The Broken Plate was an amazing opportunity! I think every aspiring writer should work on a lit mag, because what working at The Broken Plate did for me was train my editorial eye; I learned how to distinguish between what makes a “good” poem and what makes an “okay” poem. Reading submissions for a lit mag means you sift through hundreds, thousands of poems even, and most of them won’t end up being published. Consequently, I was able to identify tropes and moves that others did in their poetry that felt played out, and then work to make my own poetry better. Thinking critically about other people’s work helped me think critically about my own work, and I think that it helped me make my work be more uniquely mine. Stand out more.
You are from Ft. Wayne and now Muncie. The Broken Plate receives submissions from across the U.S. and from some foreign countries as well. That must have broadened your view a little wider.
That helped, yeah, but I think that my outlook on life has broadened a whole lot in the last year or two for a variety of reasons. I’ve started traveling more, I’ve met new people from different places, and of course I read a lot. Indiana will always be an important part of me and my identity, but I’m at a point in my life where I finally feel free and ready to move beyond it, and that’s an exciting prospect.
What poets do you read? Your favorites? Most influential and/or challenging?
Hmm, right now I’m reading some books by poets that Katy [Didden] loaned to me, Cole Swenson and Jennifer Atkinson. I’ve been reading a lot of prose poetry lately since my Master’s creative project contains quite a few prose poems. It’s been sort of my obsession right now. I got a stack of Charles Simic books from the library. I’m also going through Rose Metal Press’s Field Guide to Prose Poetry.
(Rose Metal Press is an independent, not-for-profit publisher of hybrid genres specializing in the publication of short short, flash, and micro-fiction; prose poetry; novels-in-verse or book-length linked narrative poems; and other literary works that move beyond the traditional genres of poetry, fiction, and essay to find new forms of expression. Co-founder of Rose Metal Press Kathleen Rooney is a past faculty member and good friend of Midwest Writers Workshop.)
Last year we had David Shumate as our featured reader. David’s prose poems are some of the best poetry I’ve read, with his vivid language and with the way he engages the senses. His gentle spirit and big heart. What led you to start writing prose poems?
I started writing prose poems because it was a form I hadn’t done much work in and I wanted to try it out.
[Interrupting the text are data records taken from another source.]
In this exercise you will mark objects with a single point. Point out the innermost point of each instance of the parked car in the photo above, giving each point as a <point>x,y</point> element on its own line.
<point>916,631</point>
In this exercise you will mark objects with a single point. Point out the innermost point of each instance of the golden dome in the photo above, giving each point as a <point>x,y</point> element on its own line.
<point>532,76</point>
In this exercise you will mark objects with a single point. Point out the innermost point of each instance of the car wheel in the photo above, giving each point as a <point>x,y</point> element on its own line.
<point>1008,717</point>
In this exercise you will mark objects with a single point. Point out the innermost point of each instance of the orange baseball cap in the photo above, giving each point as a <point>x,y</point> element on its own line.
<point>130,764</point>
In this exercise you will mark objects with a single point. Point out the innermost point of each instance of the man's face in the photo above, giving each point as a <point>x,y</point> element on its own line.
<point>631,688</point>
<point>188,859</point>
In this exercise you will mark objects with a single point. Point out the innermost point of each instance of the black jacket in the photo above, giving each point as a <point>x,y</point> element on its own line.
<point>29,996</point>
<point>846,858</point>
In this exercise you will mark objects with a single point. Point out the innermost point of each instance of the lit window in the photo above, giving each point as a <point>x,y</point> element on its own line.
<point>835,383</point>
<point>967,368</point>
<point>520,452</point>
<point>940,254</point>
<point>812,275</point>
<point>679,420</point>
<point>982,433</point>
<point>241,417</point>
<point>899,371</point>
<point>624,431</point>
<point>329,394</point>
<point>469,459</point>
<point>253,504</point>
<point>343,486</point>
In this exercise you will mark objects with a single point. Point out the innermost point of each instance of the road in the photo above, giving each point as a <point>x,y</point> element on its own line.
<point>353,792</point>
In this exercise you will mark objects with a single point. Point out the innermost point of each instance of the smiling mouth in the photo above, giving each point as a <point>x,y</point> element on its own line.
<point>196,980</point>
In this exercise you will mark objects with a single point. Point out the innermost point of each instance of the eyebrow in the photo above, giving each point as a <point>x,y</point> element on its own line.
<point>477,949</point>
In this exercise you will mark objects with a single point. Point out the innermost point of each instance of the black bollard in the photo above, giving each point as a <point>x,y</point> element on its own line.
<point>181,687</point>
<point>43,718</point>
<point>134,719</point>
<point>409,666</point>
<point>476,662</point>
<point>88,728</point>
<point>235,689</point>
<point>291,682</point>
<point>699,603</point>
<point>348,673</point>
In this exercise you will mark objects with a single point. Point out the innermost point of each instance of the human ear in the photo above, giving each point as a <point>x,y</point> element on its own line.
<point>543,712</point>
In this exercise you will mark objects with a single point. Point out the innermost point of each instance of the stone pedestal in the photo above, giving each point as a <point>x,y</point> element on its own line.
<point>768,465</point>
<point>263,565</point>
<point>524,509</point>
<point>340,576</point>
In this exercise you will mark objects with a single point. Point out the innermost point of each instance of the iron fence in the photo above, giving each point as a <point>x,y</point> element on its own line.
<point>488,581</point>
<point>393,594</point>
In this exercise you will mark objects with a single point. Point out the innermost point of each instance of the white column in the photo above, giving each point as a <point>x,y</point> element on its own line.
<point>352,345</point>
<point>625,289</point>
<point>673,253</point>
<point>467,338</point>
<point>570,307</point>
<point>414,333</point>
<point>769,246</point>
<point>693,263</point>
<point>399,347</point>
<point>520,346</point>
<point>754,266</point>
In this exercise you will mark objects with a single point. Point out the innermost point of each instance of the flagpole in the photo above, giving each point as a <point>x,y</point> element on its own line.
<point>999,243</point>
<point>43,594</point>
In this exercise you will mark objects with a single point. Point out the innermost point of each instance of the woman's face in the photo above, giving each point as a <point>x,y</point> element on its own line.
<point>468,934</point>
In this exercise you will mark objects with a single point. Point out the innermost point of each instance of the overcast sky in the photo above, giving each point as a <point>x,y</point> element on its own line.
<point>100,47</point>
The central idea for my creative project involved a lot of prose poetry, too. I’ve always been a poet primarily, but I also really love writing fiction, and so I’ve written a lot of flash fiction, and I think prose poetry is similar, but ultimately different. It’s hard to quantify, but I think it comes down to prose poems are more lyrical, flash is more plot-driven, but even those distinctions are tenuous at best. Writing in the boundary of genres is really my main writing interest.
What awaits you after your time at Ball State?
After this semester is over I’m going to leave BSU once and for all. It’s a weird bittersweet feeling. I did undergrad and my MA here, so I’ve spent 6 years and accumulated a lot of memories, good and bad. And I’m gonna miss it, but I’m also excited to go out somewhere new and live my life. I’ve been accepted to a few MFA programs for the Fall and I’m currently in the process of finalizing the details and deciding which one to attend.